Full error trace back is:
Exception when serving /get_session_questions
Traceback (most recent call last):
File "cython_src/prodigy/components/loaders.pyx", line 145, in prodigy.components.loaders.JSONL
File "/anaconda3/envs/prodigy/lib/python3.6/site-packages/srsly/_json_api.py", line 38, in json_loads
return ujson.loads(data)
ValueError: Expected object or value
During handling of the above exception, another exception occurred:
Traceback (most recent call last):
File "/anaconda3/envs/prodigy/lib/python3.6/site-packages/waitress/channel.py", line 336, in service
task.service()
File "/anaconda3/envs/prodigy/lib/python3.6/site-packages/waitress/task.py", line 175, in service
self.execute()
File "/anaconda3/envs/prodigy/lib/python3.6/site-packages/waitress/task.py", line 452, in execute
app_iter = self.channel.server.application(env, start_response)

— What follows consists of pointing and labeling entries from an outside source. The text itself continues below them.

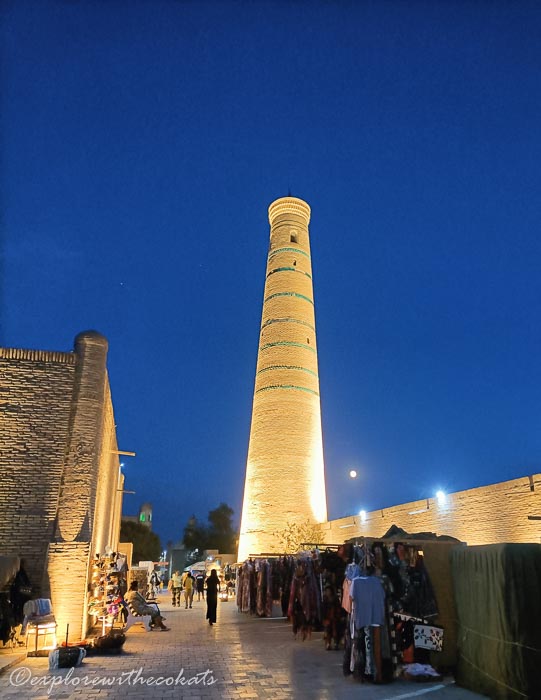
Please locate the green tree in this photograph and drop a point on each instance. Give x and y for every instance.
(146, 544)
(221, 534)
(195, 540)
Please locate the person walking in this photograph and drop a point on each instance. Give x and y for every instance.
(213, 586)
(176, 587)
(200, 584)
(188, 590)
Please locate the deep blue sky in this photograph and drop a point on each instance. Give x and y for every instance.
(142, 142)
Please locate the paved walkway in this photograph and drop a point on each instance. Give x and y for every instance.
(239, 658)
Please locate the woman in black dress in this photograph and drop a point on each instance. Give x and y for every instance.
(213, 585)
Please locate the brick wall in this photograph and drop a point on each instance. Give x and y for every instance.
(59, 474)
(484, 515)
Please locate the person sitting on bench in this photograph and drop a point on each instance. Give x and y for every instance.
(136, 601)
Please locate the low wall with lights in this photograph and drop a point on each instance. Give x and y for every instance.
(509, 511)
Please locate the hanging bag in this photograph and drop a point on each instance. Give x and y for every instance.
(428, 637)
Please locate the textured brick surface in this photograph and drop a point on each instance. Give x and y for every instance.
(484, 515)
(35, 400)
(60, 487)
(247, 657)
(285, 471)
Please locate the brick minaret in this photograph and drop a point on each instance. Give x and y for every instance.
(285, 480)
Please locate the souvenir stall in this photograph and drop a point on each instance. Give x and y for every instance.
(15, 590)
(107, 587)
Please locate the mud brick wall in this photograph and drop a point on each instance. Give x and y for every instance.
(484, 515)
(35, 402)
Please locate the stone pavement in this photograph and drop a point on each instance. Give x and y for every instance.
(240, 657)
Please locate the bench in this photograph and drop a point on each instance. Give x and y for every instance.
(133, 618)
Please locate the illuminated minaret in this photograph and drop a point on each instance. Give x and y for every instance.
(285, 479)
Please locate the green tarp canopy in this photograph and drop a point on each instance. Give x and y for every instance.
(498, 601)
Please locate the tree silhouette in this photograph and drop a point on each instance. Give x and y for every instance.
(146, 544)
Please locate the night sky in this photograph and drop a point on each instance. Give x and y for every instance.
(142, 142)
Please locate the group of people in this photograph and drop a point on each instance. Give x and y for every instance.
(178, 584)
(188, 585)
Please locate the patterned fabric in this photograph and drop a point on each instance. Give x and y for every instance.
(428, 637)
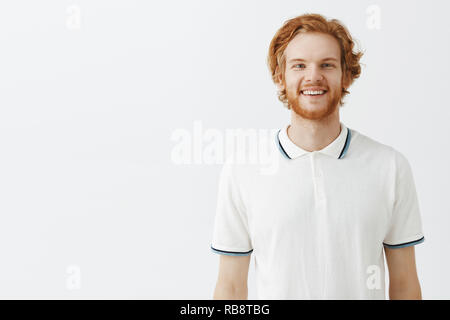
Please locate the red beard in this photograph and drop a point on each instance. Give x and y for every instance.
(332, 101)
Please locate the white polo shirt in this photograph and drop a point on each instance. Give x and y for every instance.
(318, 224)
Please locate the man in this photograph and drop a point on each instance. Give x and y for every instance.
(318, 226)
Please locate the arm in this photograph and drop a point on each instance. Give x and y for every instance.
(403, 281)
(232, 279)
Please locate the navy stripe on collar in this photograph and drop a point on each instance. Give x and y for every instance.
(342, 154)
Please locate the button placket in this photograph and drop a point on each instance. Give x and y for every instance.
(317, 175)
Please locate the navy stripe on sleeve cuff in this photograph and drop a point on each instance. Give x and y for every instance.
(231, 253)
(406, 244)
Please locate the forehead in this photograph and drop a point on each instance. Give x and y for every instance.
(312, 46)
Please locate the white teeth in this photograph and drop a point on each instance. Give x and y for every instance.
(309, 92)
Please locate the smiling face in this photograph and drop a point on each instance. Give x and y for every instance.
(313, 75)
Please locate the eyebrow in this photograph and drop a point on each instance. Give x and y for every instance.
(325, 59)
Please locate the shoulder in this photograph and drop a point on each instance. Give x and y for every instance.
(373, 149)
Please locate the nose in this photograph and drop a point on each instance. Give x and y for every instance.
(313, 74)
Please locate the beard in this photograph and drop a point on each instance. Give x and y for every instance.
(314, 110)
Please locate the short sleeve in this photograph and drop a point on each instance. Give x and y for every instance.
(231, 235)
(405, 228)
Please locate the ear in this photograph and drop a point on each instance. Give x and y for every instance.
(346, 81)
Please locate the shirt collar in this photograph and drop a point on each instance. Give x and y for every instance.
(336, 149)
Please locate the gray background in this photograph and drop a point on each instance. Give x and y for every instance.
(91, 203)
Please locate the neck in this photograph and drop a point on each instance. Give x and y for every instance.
(313, 135)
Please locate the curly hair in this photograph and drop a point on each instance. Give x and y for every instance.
(313, 23)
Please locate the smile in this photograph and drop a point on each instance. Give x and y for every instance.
(313, 93)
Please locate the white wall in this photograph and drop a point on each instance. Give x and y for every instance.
(92, 203)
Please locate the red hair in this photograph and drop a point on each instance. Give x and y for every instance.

File "/anaconda3/envs/prodigy/lib/python3.6/site-packages/hug/api.py", line 451, in api_auto_instantiate
return module.__hug_wsgi__(*args, **kwargs)
File "/anaconda3/envs/prodigy/lib/python3.6/site-packages/falcon/api.py", line 244, in __call__
responder(req, resp, **params)
File "/anaconda3/envs/prodigy/lib/python3.6/site-packages/hug/interface.py", line 789, in __call__
raise exception
File "/anaconda3/envs/prodigy/lib/python3.6/site-packages/hug/interface.py", line 762, in __call__
self.render_content(self.call_function(input_parameters), context, request, response, **kwargs)

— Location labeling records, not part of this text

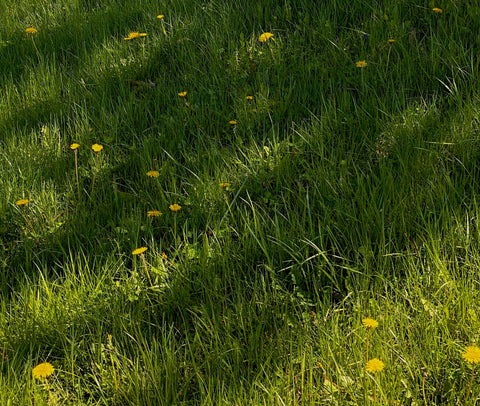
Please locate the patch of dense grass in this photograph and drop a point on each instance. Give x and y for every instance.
(313, 193)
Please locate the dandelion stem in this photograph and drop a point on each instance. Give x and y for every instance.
(76, 174)
(470, 385)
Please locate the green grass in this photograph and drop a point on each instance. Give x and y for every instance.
(352, 193)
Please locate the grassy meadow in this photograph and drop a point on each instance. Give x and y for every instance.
(301, 177)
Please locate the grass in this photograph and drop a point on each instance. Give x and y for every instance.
(339, 193)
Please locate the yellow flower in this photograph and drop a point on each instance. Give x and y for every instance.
(22, 202)
(153, 174)
(43, 370)
(472, 354)
(175, 207)
(134, 35)
(370, 323)
(375, 365)
(265, 36)
(139, 251)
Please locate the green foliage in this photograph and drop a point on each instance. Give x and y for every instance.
(313, 193)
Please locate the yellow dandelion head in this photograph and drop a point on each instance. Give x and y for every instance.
(22, 202)
(375, 365)
(43, 370)
(153, 174)
(175, 207)
(265, 36)
(370, 323)
(472, 354)
(139, 251)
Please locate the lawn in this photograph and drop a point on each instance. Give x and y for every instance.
(239, 203)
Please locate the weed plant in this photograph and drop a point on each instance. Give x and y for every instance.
(307, 166)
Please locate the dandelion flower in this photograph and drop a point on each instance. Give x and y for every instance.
(139, 251)
(370, 323)
(43, 370)
(472, 354)
(134, 35)
(22, 202)
(375, 365)
(361, 64)
(175, 207)
(265, 36)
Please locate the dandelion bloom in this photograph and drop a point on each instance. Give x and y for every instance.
(139, 251)
(153, 174)
(375, 365)
(265, 36)
(43, 370)
(472, 354)
(134, 35)
(175, 207)
(370, 323)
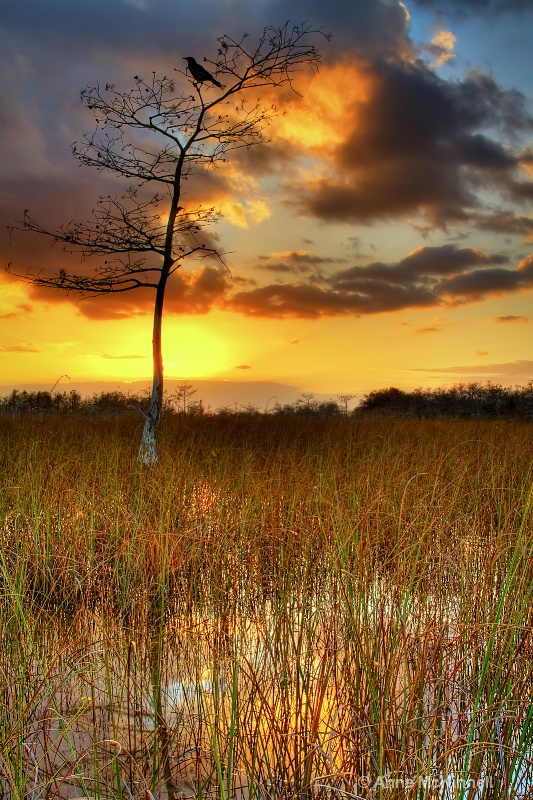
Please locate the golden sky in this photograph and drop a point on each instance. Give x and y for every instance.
(382, 236)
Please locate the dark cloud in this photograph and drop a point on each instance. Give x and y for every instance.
(295, 261)
(505, 222)
(463, 8)
(428, 277)
(418, 143)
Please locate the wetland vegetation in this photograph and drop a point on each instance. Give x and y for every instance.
(280, 607)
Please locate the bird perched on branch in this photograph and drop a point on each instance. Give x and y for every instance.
(198, 72)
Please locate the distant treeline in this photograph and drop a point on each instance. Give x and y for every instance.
(470, 400)
(464, 400)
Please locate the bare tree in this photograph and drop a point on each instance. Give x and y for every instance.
(345, 399)
(182, 396)
(157, 134)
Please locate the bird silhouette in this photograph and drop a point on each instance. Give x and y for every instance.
(198, 72)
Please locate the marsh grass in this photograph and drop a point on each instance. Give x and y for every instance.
(278, 609)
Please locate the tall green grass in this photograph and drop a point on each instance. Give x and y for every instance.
(278, 609)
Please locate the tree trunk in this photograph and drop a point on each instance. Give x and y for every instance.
(148, 448)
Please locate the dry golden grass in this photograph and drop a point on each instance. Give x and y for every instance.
(278, 608)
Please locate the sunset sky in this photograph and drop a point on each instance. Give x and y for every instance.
(383, 237)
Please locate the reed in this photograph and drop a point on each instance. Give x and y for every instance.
(279, 608)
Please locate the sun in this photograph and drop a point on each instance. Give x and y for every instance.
(191, 350)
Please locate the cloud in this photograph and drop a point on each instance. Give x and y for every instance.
(295, 261)
(23, 347)
(511, 318)
(20, 308)
(516, 371)
(187, 293)
(442, 276)
(415, 143)
(463, 8)
(108, 355)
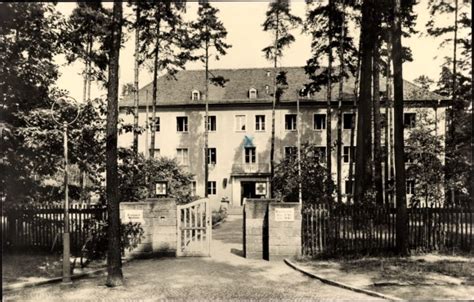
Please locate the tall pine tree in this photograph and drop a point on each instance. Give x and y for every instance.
(164, 41)
(114, 255)
(208, 34)
(280, 22)
(327, 24)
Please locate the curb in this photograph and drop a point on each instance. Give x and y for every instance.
(342, 285)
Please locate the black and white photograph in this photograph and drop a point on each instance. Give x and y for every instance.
(221, 150)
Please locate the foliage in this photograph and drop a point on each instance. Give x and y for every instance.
(325, 22)
(34, 152)
(424, 81)
(208, 32)
(313, 176)
(423, 149)
(137, 173)
(459, 150)
(30, 40)
(162, 27)
(87, 37)
(32, 145)
(281, 22)
(96, 245)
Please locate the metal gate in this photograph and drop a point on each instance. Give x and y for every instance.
(194, 229)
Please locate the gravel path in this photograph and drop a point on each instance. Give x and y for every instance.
(224, 276)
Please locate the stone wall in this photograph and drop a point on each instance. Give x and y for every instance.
(158, 219)
(284, 230)
(272, 230)
(255, 237)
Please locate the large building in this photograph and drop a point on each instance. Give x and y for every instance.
(240, 116)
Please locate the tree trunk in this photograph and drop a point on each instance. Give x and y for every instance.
(400, 182)
(206, 123)
(89, 71)
(339, 109)
(377, 130)
(155, 89)
(328, 107)
(353, 130)
(135, 90)
(363, 167)
(114, 260)
(388, 125)
(275, 90)
(453, 105)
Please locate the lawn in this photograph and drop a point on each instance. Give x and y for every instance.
(28, 266)
(18, 267)
(417, 277)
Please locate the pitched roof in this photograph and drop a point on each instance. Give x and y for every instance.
(178, 91)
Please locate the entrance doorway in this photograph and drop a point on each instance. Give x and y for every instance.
(248, 190)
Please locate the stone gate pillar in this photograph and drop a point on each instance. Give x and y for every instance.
(284, 230)
(157, 217)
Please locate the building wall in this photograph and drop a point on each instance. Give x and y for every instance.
(230, 143)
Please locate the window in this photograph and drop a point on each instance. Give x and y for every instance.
(409, 120)
(193, 188)
(182, 123)
(319, 121)
(211, 123)
(157, 124)
(211, 156)
(346, 155)
(267, 89)
(253, 93)
(321, 152)
(348, 120)
(348, 187)
(291, 152)
(196, 95)
(250, 155)
(211, 188)
(290, 122)
(260, 123)
(156, 154)
(240, 121)
(410, 187)
(182, 156)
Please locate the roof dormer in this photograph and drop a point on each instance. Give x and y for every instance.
(195, 95)
(253, 94)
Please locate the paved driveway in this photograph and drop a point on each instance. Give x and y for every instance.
(224, 276)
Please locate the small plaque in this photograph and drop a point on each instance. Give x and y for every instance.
(260, 188)
(160, 189)
(284, 214)
(133, 216)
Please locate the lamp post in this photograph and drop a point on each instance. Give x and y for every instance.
(298, 133)
(66, 236)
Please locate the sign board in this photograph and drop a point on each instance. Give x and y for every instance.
(261, 188)
(160, 188)
(133, 216)
(284, 214)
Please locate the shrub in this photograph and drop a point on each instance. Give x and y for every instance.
(96, 244)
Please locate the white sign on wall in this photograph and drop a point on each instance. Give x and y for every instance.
(284, 214)
(133, 216)
(260, 188)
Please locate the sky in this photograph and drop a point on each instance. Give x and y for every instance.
(243, 21)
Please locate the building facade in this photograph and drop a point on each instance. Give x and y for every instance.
(240, 125)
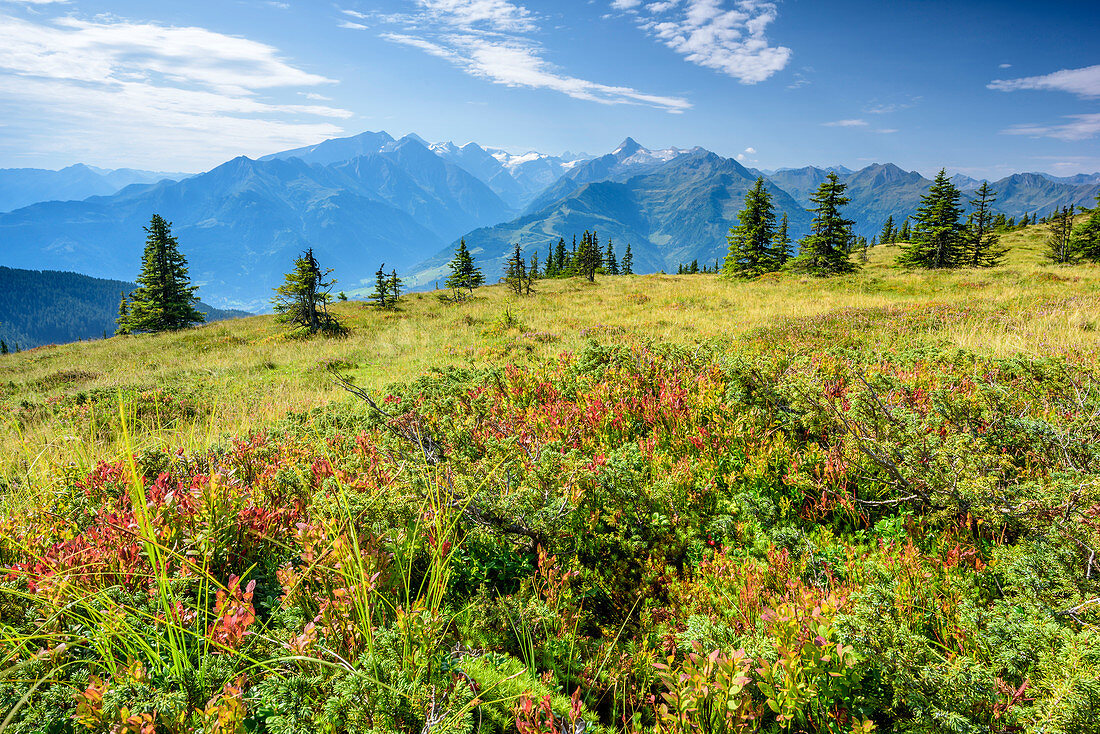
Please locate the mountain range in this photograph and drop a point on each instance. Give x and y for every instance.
(20, 187)
(371, 198)
(47, 307)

File "/anaconda3/envs/prodigy/lib/python3.6/site-packages/hug/interface.py", line 698, in call_function
return self.interface(**parameters)
File "/anaconda3/envs/prodigy/lib/python3.6/site-packages/hug/interface.py", line 100, in __call__
return __hug_internal_self._function(*args, **kwargs)
File "/anaconda3/envs/prodigy/lib/python3.6/site-packages/prodigy/_api/hug_app.py", line 228, in get_session_questions
tasks = controller.get_questions(session_id=session_id)

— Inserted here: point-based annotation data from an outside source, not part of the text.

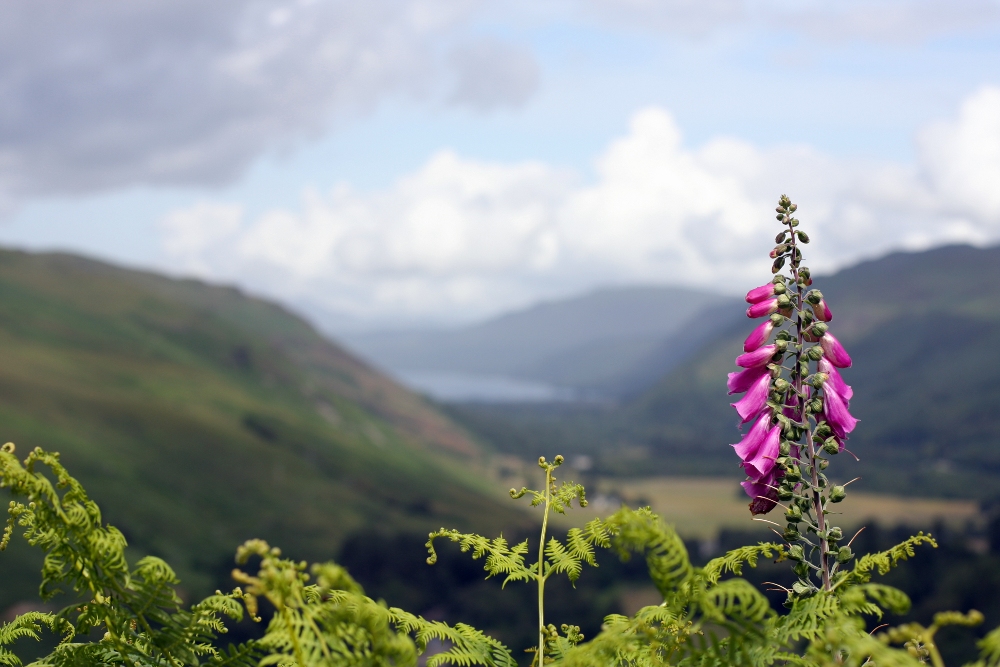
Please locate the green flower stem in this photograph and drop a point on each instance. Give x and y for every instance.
(817, 499)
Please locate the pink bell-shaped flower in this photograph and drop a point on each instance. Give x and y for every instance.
(835, 382)
(758, 336)
(762, 308)
(836, 414)
(763, 492)
(741, 381)
(758, 294)
(758, 357)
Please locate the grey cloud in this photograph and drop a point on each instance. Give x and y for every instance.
(492, 74)
(98, 95)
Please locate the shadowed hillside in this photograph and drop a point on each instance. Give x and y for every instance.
(200, 417)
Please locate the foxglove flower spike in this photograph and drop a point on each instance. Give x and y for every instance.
(762, 308)
(758, 336)
(758, 294)
(837, 415)
(758, 357)
(836, 381)
(754, 400)
(742, 381)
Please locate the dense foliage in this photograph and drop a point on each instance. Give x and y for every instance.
(131, 615)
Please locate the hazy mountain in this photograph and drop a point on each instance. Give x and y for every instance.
(199, 417)
(924, 332)
(611, 341)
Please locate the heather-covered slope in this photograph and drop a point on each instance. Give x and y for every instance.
(200, 417)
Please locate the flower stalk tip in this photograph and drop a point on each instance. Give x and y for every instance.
(798, 401)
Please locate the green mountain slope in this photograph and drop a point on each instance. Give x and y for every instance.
(199, 417)
(924, 332)
(607, 341)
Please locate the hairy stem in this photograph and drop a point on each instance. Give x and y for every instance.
(801, 415)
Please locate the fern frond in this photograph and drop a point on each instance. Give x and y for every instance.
(468, 646)
(806, 619)
(884, 561)
(641, 531)
(733, 560)
(736, 598)
(500, 559)
(989, 647)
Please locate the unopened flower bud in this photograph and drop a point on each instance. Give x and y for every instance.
(834, 351)
(762, 308)
(822, 311)
(817, 380)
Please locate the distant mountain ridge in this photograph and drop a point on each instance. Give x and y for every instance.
(615, 340)
(923, 329)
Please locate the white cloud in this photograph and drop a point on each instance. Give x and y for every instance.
(459, 239)
(97, 96)
(878, 21)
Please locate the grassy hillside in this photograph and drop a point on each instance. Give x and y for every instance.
(199, 417)
(924, 332)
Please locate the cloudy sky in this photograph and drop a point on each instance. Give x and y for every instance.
(404, 162)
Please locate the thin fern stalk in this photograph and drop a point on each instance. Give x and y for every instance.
(541, 566)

File "cython_src/prodigy/core.pyx", line 130, in prodigy.core.Controller.get_questions
File "cython_src/prodigy/components/feeds.pyx", line 58, in prodigy.components.feeds.SharedFeed.get_questions
File "cython_src/prodigy/components/feeds.pyx", line 63, in prodigy.components.feeds.SharedFeed.get_next_batch
File "cython_src/prodigy/components/feeds.pyx", line 140, in prodigy.components.feeds.SessionFeed.get_session_stream
File "/anaconda3/envs/prodigy/lib/python3.6/site-packages/toolz/itertoolz.py", line 376, in first
return next(iter(seq))
File "cython_src/prodigy/components/preprocess.pyx", line 237, in add_label_options
File "custom_teach.py", line 30, in get_stream_with_matches
for doc, eg in nlp.pipe(data_tuples, as_tuples=True):
File "/anaconda3/envs/prodigy/lib/python3.6/site-packages/spacy/language.py", line 723, in pipe
for doc, context in izip(docs, contexts):
File "/anaconda3/envs/prodigy/lib/python3.6/site-packages/spacy/language.py", line 751, in pipe
for doc in docs:
File "nn_parser.pyx", line 221, in pipe
File "/anaconda3/envs/prodigy/lib/python3.6/site-packages/spacy/util.py", line 463, in minibatch
batch = list(itertools.islice(items, int(batch_size)))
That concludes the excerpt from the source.